Лариса сделала робкий шаг к столу:
– Сереж… – начала она. – Я хотела сказать… тысячу раз хотела, честно. Я трусиха. Я боялась тебя потерять, вас обоих… Кирюшу – он ведь тебе как родной… – она взглянула на сына умоляюще. – Вы так любите друг друга… Я не могла, не решалась разрушить это…
– Не могла?! – Сергей вскочил, опрокидывая стул. – А сейчас что, решилась? Или просто вырвалось? – В голосе его сарказм: – Вырвалось, да? Вот уж не думал, что узнаю правду в такой момент…
Он отвернулся, прижался лбом к стене. Широкие плечи поникли.
Лариса шагнула к нему:
– Прости, – выдохнула она, осторожно коснувшись его спины ладонью. – Мне не заслужить прощения, знаю… но…
Сергей отшатнулся, резко развернувшись. Лариса отступила.
– Уйди, Лара, – с тихой яростью сказал он. – Не могу тебя сейчас видеть.
– Пап… – хрипло начал Кирилл, поднимаясь тоже. Его собственные эмоции бушевали – обида, гнев, но на мать или на отца? Он не знал. Только что он кричал на отца, а теперь узнал, что тот не родной, но, оказывается, любил его… А мать родная, любимая мама – предала отца и столько лет лгала сыну…
– Не называй меня так, – горько усмехнулся Сергей, глядя на Кирилла. – Сам слышал – я тебе не отец. Так что… – Он махнул рукой, хватая с вешалки пиджак. – Все, хватит с меня.
– Куда ты? – испуганно спросила Лариса, видя, как муж натягивает ботинки прямо в квартире, даже не присев.
– Подальше отсюда, – коротко бросил он. – Вон и сын твой убежит сейчас, наверное. Разрушила, так наслаждайся, Лара, – зло добавил он. – Семью разрушила.
Он открыл входную дверь с такой силой, что та ударилась о стену. В проеме колыхнулся тусклый свет подъезда.
– Сережа, не уходи, пожалуйста! – Лариса кинулась было за ним, но он уже шагнул наружу и захлопнул дверь перед самым ее лицом. Щелчок замка отозвался звоном в повисшей тишине.
Мать застыла, прижав руки к груди, словно ее только что ранили ножом. Кирилл смотрел на нее широко раскрытыми глазами. В голове гулко звучали слова: “Не называй меня папой”. От этого сделалось так больно, словно его оттолкнули, отвергли.
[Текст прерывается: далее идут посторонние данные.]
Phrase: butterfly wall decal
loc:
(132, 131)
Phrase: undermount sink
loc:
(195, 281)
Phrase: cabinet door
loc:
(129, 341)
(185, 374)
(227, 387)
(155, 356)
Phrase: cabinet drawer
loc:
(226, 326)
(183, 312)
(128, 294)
Он не знал, что делать: броситься за отцом или остаться утешать мать? Обоих он едва ли мог сейчас выдержать рядом. Ему самому хотелось бежать без оглядки.
Лариса повернулась к сыну: лицо бледное, губы дрожат.
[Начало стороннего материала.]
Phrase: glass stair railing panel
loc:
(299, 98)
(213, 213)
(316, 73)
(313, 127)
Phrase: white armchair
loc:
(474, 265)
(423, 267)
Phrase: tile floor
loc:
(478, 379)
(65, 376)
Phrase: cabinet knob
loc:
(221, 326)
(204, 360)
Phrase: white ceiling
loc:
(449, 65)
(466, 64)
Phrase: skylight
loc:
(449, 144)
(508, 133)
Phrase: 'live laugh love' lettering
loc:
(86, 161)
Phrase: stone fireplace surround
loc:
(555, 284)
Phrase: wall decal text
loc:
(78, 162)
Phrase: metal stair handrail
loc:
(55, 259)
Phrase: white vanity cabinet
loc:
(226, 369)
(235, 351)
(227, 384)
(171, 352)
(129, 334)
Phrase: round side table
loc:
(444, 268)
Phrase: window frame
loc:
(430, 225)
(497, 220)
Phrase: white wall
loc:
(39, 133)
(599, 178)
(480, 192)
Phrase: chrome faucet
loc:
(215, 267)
– Кирюша… – позвала она жалобно. – Сыночек, пожалуйста, поговори со мной…
Кирилл глядел на нее, и не узнавал: как будто перед ним стояла незнакомая женщина. Мать всегда была для него опорой – тихая, добрая, с лучистыми глазами, которые сейчас потухли. Она казалась ниже ростом, чем час назад, будто груз лет вдруг пригнул ее к земле. Лишь теперь он заметил морщинки у ее губ, тени под глазами. Она двадцать лет носила эту тайну, – осознал он с неожиданной ясностью. – Двадцать лет жила с этим грузом.
И вдруг ему стало ее жалко. Почти одновременно накатила злость. Разрываясь между этими чувствами, он спросил резко:
– Кто мой отец, мама? Ты должна мне сказать.
Лариса опустила глаза:
– Это неважно… Его нет с нами. Он никогда не узнает.
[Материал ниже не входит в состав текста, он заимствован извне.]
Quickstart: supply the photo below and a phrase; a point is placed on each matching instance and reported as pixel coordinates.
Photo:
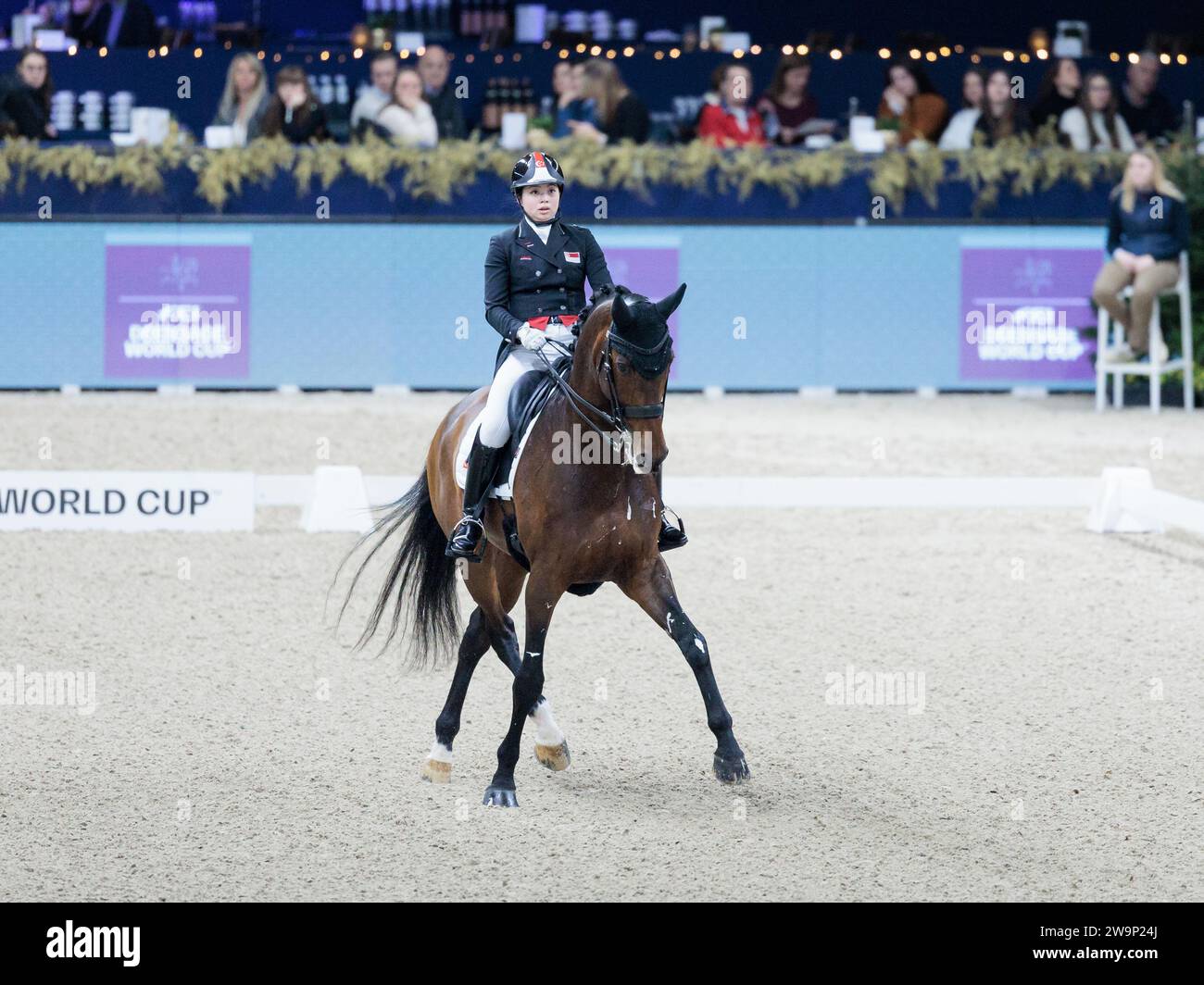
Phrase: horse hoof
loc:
(733, 771)
(436, 771)
(555, 757)
(496, 796)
– Он умер? – спросил Кирилл. Сердце екнуло: умер? кто он был?
– Для нас – умер, – горько сказала она. – Он уехал за границу сразу после… того лета. Ни слуху ни духу. Он не знает о тебе, ничего не знает.
Кирилл молча впитывал эту информацию. Значит, биологический отец бросил мать еще до его рождения, уехал. Ни разу не поинтересовался. Ему вдруг так остро захотелось, чтобы этим отцом оказался кто-то достойный – пусть и нехорошо желать, но лучше б он был мертв, чем просто сбежал. Но реальность, похоже, хуже.
– Ты любила его? – тихо спросил Кирилл. Он смотрел на мать пытливо, почти холодно.
Лариса вздрогнула от вопроса. Затем печально кивнула:
– Думала, что любила. Ослепла… глупая была. Молодая, одинокая… – она говорила будто про постороннюю, устремив взгляд в пространство. В глазах всплыло давнее. – Сергей тогда служил по полгода в командировках, границу охранял. Я скучала. И тут появился Олег… красивый, веселый. Коллега новый, вместе над проектом работали… – она вздохнула. – Три месяца, пока твой отец был в Чечне, мы с Олегом встречались. Потом он узнал, что я беременна, испугался и... исчез. А я осталась. Одна.
Она уронила плечи. Кирилл молчал, потрясенный ее откровенностью и сухим тоном. Будто рассказывает не свою жизнь, а телесериал.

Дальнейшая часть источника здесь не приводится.